Обсуждение: SIGSEGV happens over once a day

Поиск
Список
Период
Сортировка

SIGSEGV happens over once a day

От
Richard Yen
Дата:
Hi all,

I'm experiencing signal 11 (segmentation fault) failures on the
master node of a 3-node Slony-I cluster.  In the past week, we've
averaged a little more than one segfault per day (11 times in the
past 10, including today).  Any ideas what's going on?

Would anyone know how to track this issue?

Don't know if attaching log output might help, but it's very similar
to the following (the responses to those threads didn't help us,
though):
http://archives.postgresql.org/pgsql-general/2004-06/msg01204.php
http://www.thescripts.com/forum/thread422225.html

Here's the machine where postgres is faulting:
db1 (Dell 6650):
master Slony-I node
postgreSQL version: 7.4.6
OS: Debian Linux 3.1
CPU: Xeon 4 X 2.5GHz
RAM: 8 GB
DISK:
      / 4 x 18 GB drive: raid 10
      /db/data/base 12 x 36 GB: raid 10
      /db/data/pg_xlog 2 x 73 GB: raid 1

The other two machines don't die, but they're set up pretty much the
same way.  The only difference is that db2 is running 8.1.3.

So what seems odd to me is that db1 and db3 are pretty much identical
(db3 has a 1.40GHz Xeon instead of a 2.5GHz, and some RAM
differences), yet postgres dies all the time on db1, but has yet to
die on db2 or db3, so I'm guessing maybe it's an UPDATE/INSERT/etc.?

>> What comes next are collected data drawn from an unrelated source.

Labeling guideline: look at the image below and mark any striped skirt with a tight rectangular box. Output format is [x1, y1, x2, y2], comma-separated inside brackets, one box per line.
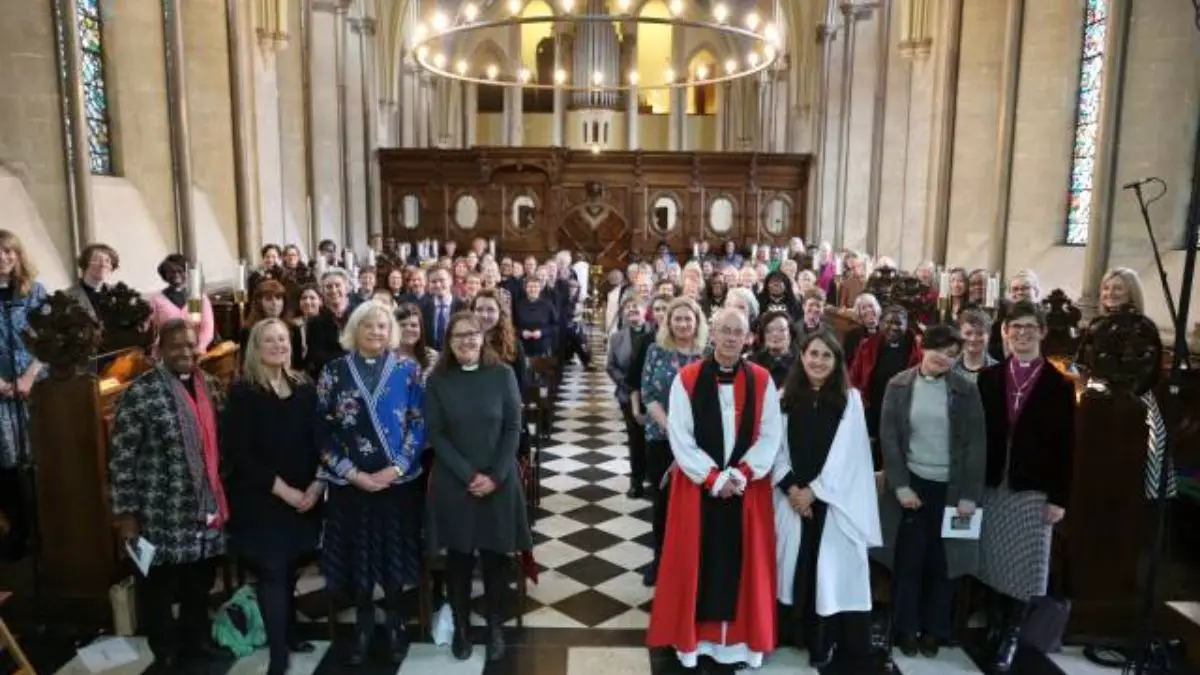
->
[321, 480, 422, 596]
[977, 486, 1052, 601]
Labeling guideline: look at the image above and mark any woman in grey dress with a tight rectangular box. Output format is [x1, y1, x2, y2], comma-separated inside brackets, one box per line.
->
[425, 311, 532, 663]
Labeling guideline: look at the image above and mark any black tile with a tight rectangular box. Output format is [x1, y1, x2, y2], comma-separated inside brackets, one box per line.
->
[532, 529, 551, 546]
[483, 645, 570, 675]
[573, 414, 610, 424]
[557, 527, 625, 554]
[561, 498, 621, 520]
[552, 588, 633, 627]
[627, 505, 654, 522]
[529, 506, 556, 522]
[570, 450, 616, 466]
[568, 466, 622, 483]
[632, 529, 655, 549]
[573, 425, 611, 437]
[572, 437, 613, 449]
[554, 555, 628, 588]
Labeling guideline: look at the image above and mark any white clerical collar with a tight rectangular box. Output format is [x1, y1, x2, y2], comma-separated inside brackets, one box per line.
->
[462, 363, 480, 372]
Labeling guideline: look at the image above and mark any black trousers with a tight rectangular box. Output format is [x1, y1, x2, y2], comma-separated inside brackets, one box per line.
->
[0, 467, 30, 560]
[618, 402, 646, 488]
[892, 474, 954, 639]
[138, 557, 218, 659]
[446, 549, 509, 622]
[253, 558, 302, 674]
[646, 440, 672, 566]
[560, 321, 590, 365]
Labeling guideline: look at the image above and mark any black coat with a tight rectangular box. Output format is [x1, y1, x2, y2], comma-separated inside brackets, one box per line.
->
[419, 295, 465, 351]
[303, 309, 347, 378]
[221, 379, 322, 563]
[977, 360, 1075, 507]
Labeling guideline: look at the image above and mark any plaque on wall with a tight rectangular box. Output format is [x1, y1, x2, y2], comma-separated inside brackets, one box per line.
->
[709, 195, 735, 235]
[454, 193, 479, 230]
[650, 193, 680, 233]
[763, 196, 790, 236]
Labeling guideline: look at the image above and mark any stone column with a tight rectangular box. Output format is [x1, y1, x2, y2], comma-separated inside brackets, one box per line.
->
[865, 0, 894, 256]
[227, 0, 260, 261]
[987, 0, 1024, 275]
[1079, 0, 1132, 317]
[552, 32, 566, 146]
[300, 0, 319, 253]
[923, 0, 962, 264]
[625, 25, 638, 150]
[333, 1, 351, 247]
[465, 82, 478, 147]
[832, 2, 874, 252]
[507, 23, 523, 146]
[58, 0, 95, 258]
[163, 0, 197, 261]
[811, 3, 838, 244]
[668, 26, 685, 151]
[352, 15, 379, 237]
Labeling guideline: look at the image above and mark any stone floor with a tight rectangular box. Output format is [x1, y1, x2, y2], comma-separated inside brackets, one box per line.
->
[37, 361, 1150, 674]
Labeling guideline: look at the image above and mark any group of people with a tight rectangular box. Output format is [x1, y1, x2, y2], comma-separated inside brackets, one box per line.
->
[602, 241, 1148, 672]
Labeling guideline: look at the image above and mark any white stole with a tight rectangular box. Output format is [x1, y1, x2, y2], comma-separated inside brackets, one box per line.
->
[773, 389, 882, 616]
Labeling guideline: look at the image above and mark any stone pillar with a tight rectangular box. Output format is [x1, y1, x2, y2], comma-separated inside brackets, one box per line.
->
[625, 25, 638, 150]
[552, 32, 566, 146]
[1079, 0, 1132, 318]
[227, 0, 260, 261]
[163, 0, 198, 261]
[332, 1, 351, 248]
[465, 82, 478, 147]
[865, 0, 894, 256]
[668, 26, 685, 151]
[811, 3, 839, 244]
[58, 0, 95, 259]
[300, 0, 319, 253]
[987, 0, 1024, 275]
[507, 23, 523, 146]
[352, 15, 379, 237]
[922, 0, 962, 264]
[714, 84, 726, 151]
[832, 2, 873, 252]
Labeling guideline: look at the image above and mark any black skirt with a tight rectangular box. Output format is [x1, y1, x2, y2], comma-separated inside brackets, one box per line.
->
[321, 481, 422, 595]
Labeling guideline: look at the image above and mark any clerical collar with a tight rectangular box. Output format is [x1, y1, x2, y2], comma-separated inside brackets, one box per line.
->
[462, 363, 480, 372]
[714, 358, 741, 383]
[1014, 356, 1043, 367]
[919, 369, 944, 382]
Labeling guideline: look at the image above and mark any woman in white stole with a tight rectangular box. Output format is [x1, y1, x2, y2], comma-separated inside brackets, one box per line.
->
[773, 331, 882, 669]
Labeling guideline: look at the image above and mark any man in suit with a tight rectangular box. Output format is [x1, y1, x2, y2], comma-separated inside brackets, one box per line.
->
[421, 267, 463, 351]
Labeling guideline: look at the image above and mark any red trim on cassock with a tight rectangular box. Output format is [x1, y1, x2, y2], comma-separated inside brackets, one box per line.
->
[646, 360, 777, 656]
[702, 468, 721, 491]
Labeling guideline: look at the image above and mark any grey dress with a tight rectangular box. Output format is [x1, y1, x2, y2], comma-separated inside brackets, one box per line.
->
[425, 362, 532, 554]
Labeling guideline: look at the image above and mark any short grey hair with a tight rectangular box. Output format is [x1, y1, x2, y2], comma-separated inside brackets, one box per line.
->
[711, 307, 750, 334]
[854, 292, 881, 318]
[339, 300, 400, 352]
[321, 268, 352, 287]
[724, 286, 760, 322]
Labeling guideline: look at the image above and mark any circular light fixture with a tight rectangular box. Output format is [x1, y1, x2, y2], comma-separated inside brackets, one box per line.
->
[412, 10, 780, 91]
[590, 144, 601, 154]
[456, 60, 469, 75]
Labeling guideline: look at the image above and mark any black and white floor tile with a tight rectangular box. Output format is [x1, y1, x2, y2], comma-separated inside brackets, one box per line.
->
[41, 355, 1158, 674]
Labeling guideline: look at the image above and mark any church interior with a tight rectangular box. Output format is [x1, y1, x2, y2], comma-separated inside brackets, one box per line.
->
[1, 0, 1199, 673]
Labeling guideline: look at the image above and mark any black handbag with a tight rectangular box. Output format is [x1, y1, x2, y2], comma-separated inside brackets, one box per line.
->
[1020, 595, 1072, 653]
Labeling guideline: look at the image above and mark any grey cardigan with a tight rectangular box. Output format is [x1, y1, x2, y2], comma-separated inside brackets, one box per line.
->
[605, 326, 638, 404]
[872, 367, 987, 578]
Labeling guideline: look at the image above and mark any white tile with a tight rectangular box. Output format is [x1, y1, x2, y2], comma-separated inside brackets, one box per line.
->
[596, 444, 630, 458]
[596, 475, 630, 493]
[525, 570, 589, 606]
[522, 606, 588, 629]
[542, 443, 590, 458]
[594, 571, 654, 608]
[553, 419, 588, 431]
[533, 539, 588, 568]
[566, 647, 651, 675]
[597, 421, 627, 432]
[598, 432, 630, 445]
[398, 643, 487, 674]
[223, 641, 332, 675]
[557, 408, 590, 419]
[595, 514, 652, 539]
[538, 492, 588, 514]
[595, 608, 650, 630]
[542, 474, 588, 493]
[294, 569, 326, 597]
[542, 457, 591, 474]
[533, 514, 588, 538]
[741, 647, 819, 673]
[1049, 646, 1123, 675]
[551, 431, 588, 443]
[597, 458, 631, 475]
[595, 541, 654, 570]
[595, 493, 652, 514]
[890, 646, 983, 674]
[55, 637, 153, 675]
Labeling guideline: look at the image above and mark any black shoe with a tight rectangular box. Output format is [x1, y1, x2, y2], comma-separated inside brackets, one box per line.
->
[451, 626, 473, 660]
[808, 620, 835, 668]
[180, 639, 226, 662]
[896, 633, 919, 658]
[626, 485, 645, 499]
[288, 638, 316, 654]
[345, 623, 373, 666]
[992, 629, 1020, 672]
[144, 652, 177, 675]
[918, 634, 939, 658]
[386, 619, 410, 664]
[485, 620, 506, 662]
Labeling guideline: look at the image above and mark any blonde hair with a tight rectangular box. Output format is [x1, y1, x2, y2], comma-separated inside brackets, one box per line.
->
[0, 230, 37, 296]
[242, 319, 301, 389]
[656, 296, 708, 351]
[339, 300, 401, 352]
[1101, 266, 1145, 314]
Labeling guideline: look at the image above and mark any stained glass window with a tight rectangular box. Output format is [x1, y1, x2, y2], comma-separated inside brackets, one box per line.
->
[1065, 0, 1107, 245]
[71, 0, 113, 175]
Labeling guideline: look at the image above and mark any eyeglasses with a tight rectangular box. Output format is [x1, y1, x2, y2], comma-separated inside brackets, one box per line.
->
[1007, 323, 1040, 333]
[765, 325, 790, 336]
[450, 330, 483, 341]
[714, 326, 747, 338]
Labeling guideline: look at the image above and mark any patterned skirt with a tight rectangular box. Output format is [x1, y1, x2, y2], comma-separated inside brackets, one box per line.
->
[321, 480, 422, 596]
[0, 398, 30, 469]
[977, 486, 1052, 601]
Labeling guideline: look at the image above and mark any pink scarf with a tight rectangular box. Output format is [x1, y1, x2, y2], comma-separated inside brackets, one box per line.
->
[169, 370, 230, 529]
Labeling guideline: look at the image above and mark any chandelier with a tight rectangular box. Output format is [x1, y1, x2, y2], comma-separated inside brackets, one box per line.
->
[409, 0, 783, 91]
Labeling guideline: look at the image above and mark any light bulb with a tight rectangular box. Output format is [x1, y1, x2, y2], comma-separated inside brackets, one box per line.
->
[627, 70, 639, 85]
[668, 0, 684, 15]
[764, 23, 780, 44]
[486, 64, 499, 80]
[747, 51, 760, 67]
[713, 3, 728, 22]
[724, 58, 738, 74]
[663, 67, 676, 83]
[413, 23, 428, 41]
[745, 11, 760, 30]
[560, 0, 573, 11]
[463, 3, 479, 21]
[695, 64, 709, 80]
[592, 70, 604, 85]
[456, 59, 469, 75]
[518, 68, 532, 83]
[431, 11, 449, 32]
[616, 0, 633, 11]
[590, 144, 601, 154]
[508, 0, 522, 14]
[433, 52, 447, 68]
[554, 68, 567, 84]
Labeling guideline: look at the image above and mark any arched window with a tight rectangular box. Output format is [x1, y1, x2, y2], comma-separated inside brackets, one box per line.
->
[1064, 0, 1107, 245]
[60, 0, 114, 175]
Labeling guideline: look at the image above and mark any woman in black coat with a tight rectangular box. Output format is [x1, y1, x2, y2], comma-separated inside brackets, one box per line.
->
[514, 274, 558, 357]
[222, 319, 323, 675]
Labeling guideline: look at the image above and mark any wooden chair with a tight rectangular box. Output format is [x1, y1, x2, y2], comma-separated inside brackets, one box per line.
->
[416, 554, 528, 638]
[0, 593, 35, 675]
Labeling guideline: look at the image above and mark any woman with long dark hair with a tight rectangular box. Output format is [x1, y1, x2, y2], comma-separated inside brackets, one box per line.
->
[471, 289, 527, 395]
[774, 330, 881, 669]
[394, 302, 436, 377]
[240, 280, 294, 352]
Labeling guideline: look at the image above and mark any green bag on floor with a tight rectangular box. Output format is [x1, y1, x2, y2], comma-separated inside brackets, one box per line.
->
[211, 585, 267, 658]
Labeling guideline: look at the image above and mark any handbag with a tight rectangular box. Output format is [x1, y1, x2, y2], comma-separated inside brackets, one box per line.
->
[109, 577, 137, 637]
[1020, 595, 1071, 653]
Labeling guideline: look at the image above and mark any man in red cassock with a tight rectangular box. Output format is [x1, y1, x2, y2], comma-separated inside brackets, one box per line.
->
[647, 308, 783, 669]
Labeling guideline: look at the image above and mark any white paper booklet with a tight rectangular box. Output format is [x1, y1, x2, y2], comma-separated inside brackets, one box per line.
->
[941, 507, 983, 540]
[124, 537, 157, 577]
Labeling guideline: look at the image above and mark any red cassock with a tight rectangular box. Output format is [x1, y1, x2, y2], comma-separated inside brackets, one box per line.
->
[646, 361, 777, 660]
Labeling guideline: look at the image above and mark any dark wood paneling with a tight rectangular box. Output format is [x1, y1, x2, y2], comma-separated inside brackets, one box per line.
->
[378, 147, 811, 266]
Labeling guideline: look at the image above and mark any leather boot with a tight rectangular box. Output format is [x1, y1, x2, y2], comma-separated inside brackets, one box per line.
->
[447, 557, 474, 661]
[345, 603, 374, 666]
[992, 599, 1026, 673]
[482, 553, 509, 662]
[385, 610, 410, 664]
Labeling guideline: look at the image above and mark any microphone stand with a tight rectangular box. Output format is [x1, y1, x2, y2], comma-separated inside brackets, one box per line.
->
[1122, 118, 1200, 674]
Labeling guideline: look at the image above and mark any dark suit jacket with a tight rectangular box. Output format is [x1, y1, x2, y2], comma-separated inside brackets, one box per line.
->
[420, 294, 465, 350]
[977, 359, 1075, 507]
[303, 309, 346, 378]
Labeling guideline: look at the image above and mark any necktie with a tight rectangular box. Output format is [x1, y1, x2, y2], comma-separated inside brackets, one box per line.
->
[435, 303, 447, 348]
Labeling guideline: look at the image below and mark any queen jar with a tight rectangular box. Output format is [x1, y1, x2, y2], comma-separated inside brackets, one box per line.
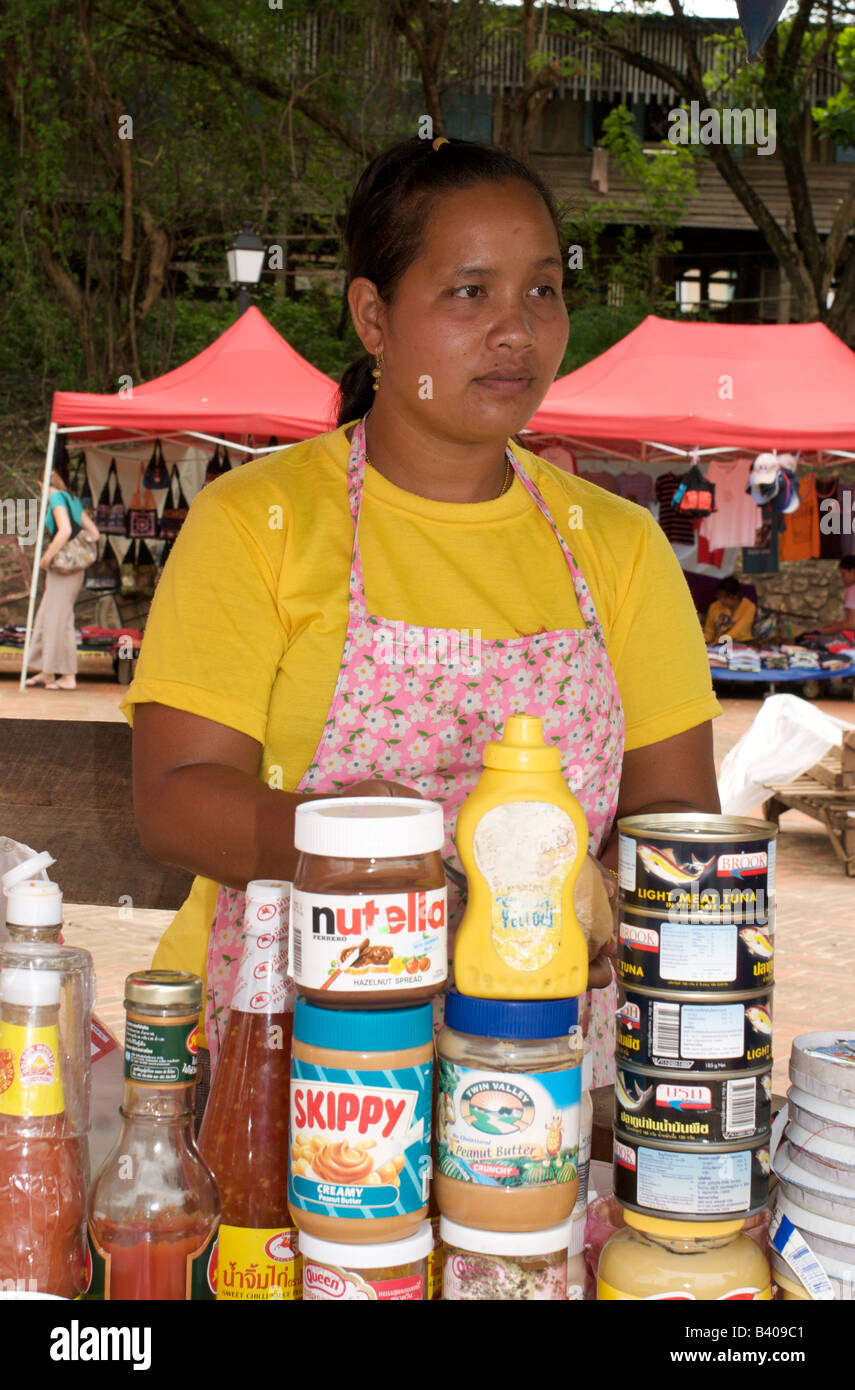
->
[288, 999, 433, 1243]
[291, 798, 447, 1006]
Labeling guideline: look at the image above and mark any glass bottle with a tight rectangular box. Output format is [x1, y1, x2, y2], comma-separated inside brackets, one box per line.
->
[0, 943, 92, 1297]
[87, 971, 219, 1300]
[198, 880, 300, 1300]
[4, 875, 124, 1174]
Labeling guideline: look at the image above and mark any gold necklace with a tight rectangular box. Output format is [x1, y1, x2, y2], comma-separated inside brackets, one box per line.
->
[365, 453, 513, 498]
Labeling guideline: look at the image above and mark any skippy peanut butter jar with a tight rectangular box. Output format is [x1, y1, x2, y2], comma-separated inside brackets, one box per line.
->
[291, 798, 446, 1005]
[288, 999, 433, 1243]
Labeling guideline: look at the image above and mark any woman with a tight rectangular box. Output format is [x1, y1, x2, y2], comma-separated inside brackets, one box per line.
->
[25, 468, 100, 691]
[122, 137, 721, 1095]
[703, 576, 757, 645]
[818, 557, 855, 637]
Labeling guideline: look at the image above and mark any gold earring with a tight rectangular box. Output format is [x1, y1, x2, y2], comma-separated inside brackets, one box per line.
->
[372, 350, 383, 391]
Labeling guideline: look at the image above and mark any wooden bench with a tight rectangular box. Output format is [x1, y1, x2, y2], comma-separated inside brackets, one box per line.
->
[763, 729, 855, 876]
[0, 719, 193, 908]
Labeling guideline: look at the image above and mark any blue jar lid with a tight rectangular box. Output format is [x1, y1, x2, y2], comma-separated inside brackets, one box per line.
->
[444, 988, 579, 1040]
[294, 997, 434, 1052]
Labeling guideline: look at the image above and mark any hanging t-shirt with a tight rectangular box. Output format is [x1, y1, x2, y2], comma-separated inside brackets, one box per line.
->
[698, 458, 760, 551]
[816, 477, 843, 559]
[779, 473, 820, 562]
[742, 503, 782, 575]
[655, 471, 695, 545]
[579, 470, 620, 494]
[616, 471, 654, 511]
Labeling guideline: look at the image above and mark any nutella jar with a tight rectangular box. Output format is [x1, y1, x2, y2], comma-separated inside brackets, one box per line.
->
[289, 999, 433, 1243]
[292, 797, 446, 1006]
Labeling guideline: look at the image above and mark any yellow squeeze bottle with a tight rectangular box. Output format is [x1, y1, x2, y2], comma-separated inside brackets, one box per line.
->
[453, 714, 590, 1000]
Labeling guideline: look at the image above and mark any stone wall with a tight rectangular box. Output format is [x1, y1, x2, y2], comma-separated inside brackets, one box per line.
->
[740, 557, 845, 628]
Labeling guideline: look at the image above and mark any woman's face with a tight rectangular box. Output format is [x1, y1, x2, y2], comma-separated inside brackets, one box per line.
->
[377, 178, 569, 441]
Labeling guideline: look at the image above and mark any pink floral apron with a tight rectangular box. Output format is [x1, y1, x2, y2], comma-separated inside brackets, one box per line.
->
[205, 413, 626, 1083]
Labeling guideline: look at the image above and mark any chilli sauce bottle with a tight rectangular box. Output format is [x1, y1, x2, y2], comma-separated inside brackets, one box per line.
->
[87, 971, 219, 1300]
[198, 880, 301, 1301]
[0, 943, 92, 1298]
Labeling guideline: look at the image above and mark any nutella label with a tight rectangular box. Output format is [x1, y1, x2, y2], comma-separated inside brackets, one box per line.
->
[289, 1060, 432, 1221]
[291, 888, 446, 995]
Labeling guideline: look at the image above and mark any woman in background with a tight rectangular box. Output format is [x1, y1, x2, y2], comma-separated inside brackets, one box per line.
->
[25, 468, 100, 691]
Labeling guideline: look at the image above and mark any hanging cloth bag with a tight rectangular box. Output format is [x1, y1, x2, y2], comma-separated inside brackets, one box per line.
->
[142, 438, 170, 491]
[127, 463, 158, 539]
[673, 464, 716, 518]
[204, 443, 231, 487]
[70, 452, 93, 511]
[95, 459, 128, 535]
[157, 465, 190, 539]
[84, 536, 121, 593]
[120, 539, 157, 598]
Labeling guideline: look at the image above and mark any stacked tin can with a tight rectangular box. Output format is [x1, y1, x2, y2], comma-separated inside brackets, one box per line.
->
[612, 815, 777, 1223]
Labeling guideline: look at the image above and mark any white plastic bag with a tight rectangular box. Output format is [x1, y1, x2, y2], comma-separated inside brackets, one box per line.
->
[718, 694, 855, 816]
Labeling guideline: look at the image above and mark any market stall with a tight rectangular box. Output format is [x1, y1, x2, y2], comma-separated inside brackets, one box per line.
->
[18, 307, 339, 688]
[526, 317, 855, 686]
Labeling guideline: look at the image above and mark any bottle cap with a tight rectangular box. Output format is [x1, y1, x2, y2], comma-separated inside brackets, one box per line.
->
[4, 879, 63, 928]
[294, 997, 433, 1052]
[0, 964, 62, 1006]
[124, 970, 203, 1010]
[243, 881, 290, 934]
[444, 987, 579, 1039]
[482, 714, 561, 772]
[294, 798, 444, 858]
[1, 852, 56, 894]
[298, 1222, 433, 1269]
[439, 1215, 574, 1257]
[623, 1209, 745, 1238]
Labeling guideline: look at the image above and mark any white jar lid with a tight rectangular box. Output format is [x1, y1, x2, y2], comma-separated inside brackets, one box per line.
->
[1, 853, 55, 894]
[439, 1216, 575, 1257]
[5, 879, 62, 928]
[790, 1032, 855, 1105]
[297, 1221, 433, 1267]
[295, 798, 444, 859]
[1, 965, 61, 1006]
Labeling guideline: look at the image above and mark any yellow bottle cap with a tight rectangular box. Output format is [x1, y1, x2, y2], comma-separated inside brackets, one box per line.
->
[482, 714, 561, 772]
[623, 1209, 745, 1239]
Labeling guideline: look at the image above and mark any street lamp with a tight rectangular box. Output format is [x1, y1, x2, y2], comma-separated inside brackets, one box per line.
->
[227, 223, 266, 316]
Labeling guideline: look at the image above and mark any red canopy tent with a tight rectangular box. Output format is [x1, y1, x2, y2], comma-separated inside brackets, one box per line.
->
[51, 305, 339, 441]
[23, 308, 341, 687]
[526, 316, 855, 459]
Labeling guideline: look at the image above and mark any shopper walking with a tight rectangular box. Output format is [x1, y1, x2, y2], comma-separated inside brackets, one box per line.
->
[25, 468, 100, 691]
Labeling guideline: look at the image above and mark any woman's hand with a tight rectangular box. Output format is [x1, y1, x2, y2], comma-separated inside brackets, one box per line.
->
[347, 778, 423, 799]
[39, 553, 53, 572]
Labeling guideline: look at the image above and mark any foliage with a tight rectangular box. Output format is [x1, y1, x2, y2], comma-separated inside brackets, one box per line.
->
[813, 28, 855, 145]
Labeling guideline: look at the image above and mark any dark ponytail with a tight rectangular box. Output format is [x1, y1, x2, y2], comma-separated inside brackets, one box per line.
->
[336, 136, 563, 428]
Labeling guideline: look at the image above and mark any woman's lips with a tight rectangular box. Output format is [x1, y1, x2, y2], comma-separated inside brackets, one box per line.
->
[474, 376, 533, 396]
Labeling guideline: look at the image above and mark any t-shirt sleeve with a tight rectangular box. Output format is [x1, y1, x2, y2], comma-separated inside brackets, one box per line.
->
[120, 486, 285, 745]
[607, 510, 721, 751]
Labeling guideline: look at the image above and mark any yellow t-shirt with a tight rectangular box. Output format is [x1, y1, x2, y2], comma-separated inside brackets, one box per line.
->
[121, 422, 721, 1029]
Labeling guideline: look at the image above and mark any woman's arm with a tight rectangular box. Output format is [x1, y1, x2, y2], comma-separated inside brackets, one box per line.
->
[600, 719, 720, 873]
[132, 703, 415, 889]
[79, 511, 100, 540]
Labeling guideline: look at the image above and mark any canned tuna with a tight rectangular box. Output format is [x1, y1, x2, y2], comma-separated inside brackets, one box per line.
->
[618, 814, 776, 920]
[615, 983, 773, 1073]
[617, 906, 774, 993]
[612, 1127, 771, 1220]
[614, 1061, 772, 1144]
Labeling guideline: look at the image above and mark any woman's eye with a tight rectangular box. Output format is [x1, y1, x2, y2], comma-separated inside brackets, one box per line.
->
[452, 284, 483, 298]
[531, 284, 558, 298]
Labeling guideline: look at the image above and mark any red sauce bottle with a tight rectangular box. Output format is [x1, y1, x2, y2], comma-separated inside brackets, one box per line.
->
[87, 971, 219, 1300]
[0, 946, 90, 1298]
[198, 880, 300, 1301]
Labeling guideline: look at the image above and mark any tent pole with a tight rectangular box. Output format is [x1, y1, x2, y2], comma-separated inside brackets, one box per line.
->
[20, 421, 57, 691]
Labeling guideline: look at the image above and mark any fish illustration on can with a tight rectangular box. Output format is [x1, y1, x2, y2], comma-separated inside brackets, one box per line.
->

Everything was running fine until last Tuesday, when this happened.
We've created no new stored procedures, made no changes, or anything
of the sort.

We've rebooted the db1 machine, but to no avail.  I guess the next
thing is swapping the RAM chips with other machines?  Any other
suggestions?

Let me know if you need other info...

Any help would be greatly appreciated!
--Richard

Re: SIGSEGV happens over once a day

От
Tom Lane
Дата:
Richard Yen <richyen@iparadigms.com> writes:
> Here's the machine where postgres is faulting:
> postgreSQL version: 7.4.6

Well, the very first recommendation you're going to get is to run
something newer.  7.4 is up to 7.4.12 (.13 next week) and we don't
make those patch releases just to fill spare time.

            regards, tom lane

Re: SIGSEGV happens over once a day

От
Tomasz Ostrowski
Дата:
On Thu, 11 May 2006, Richard Yen wrote:

> I'm experiencing signal 11 (segmentation fault) failures on the
> master node of a 3-node Slony-I cluster.  In the past week, we've
> averaged a little more than one segfault per day (11 times in the
> past 10, including today).  Any ideas what's going on?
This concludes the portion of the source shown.